For this new version, I have tried to go back to the original impulse: to take the lean, modern concept behind the Houston version, but incorporate the improvements that Bernstein and Wadsworth made for the Vienna version, while restoring both the music and the characterization that was lost in the process of revision. This required a delicate approach to the material, a respect for the authors’ intentions while ensuring that this chamber version would have a dramatic integrity of its own.
I have kept the focus always on the family, on the spine of the opera, on these damaged people fighting against their own instincts, against their collective past. I have maintained Vienna’s three — Act structure, which clarified the relentless, intermissionless 2-hour onslaught of the Houston version. As in Vienna, the secondary characters do not return after the first Act — in fact, due to the stripped — down, naturalistic approach of this version, even the choral writing from Acts II and III has been eliminated. I made a substantial cut in Act I, eliminating three of the ‘Dialogues’ for the secondary characters — it wasn’t necessary to spend so much time establishing their identities and their relationship with Dinah when we will never see them again. Two short arias for Sam have been combined into a single aria opening Act II. Most significantly, I have restored the 3 arias cut from the last Act, and reassigned the reading of Dinah’s letter, ‘Dear Loved Ones’ from Junior to François. This aria has a twinned role in the opera with another aria I have restored for François, ‘Stop.
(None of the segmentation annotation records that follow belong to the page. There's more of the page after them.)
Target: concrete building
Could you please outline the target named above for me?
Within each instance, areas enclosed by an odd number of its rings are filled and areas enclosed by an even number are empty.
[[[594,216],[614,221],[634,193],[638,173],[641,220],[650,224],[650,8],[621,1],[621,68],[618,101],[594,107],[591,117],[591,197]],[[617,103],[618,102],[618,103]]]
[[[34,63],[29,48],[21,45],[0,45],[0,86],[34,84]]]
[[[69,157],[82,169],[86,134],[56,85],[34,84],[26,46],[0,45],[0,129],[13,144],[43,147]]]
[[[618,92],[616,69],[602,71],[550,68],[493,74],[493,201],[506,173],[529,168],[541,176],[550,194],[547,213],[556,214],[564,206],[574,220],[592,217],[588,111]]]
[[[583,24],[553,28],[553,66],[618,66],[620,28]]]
You Will Not Take Another Step.’ The letter aria allows Sam and his children to come together in their grief, and François’ fury in his climactic aria brings his character into focus, as he castigates the family for their refusal to be worthy of their loss, and tears the letter to pieces. The arias allow his role as the outsider in the family to have dramatic meaning.
A Quiet Place is unlike anything else in Bernstein’s catalogue, and really, unlike anything else in opera. It contains some of Bernstein’s very finest music (in my opinion, the Postlude to Act I is the most powerful music he ever wrote), and tackles a challenging subject in a way that is both radical and true, and utterly compelling. Like other works of Bernstein’s later period, it was not appreciated at the time of its premiere for the daring, provocative vision he brought to us, but now we have caught up to him. The opera is finally becoming recognized as the culmination of Bernstein’s many gifts as a composer, a theater artist, and a communicator. Working on this new version of the opera has been a powerful experience for me, and I hope that it will offer new audiences a similar experience of this great American opera.
Garth Edwin Sunderland is Vice President of Creative Projects for The Leonard Bernstein Office.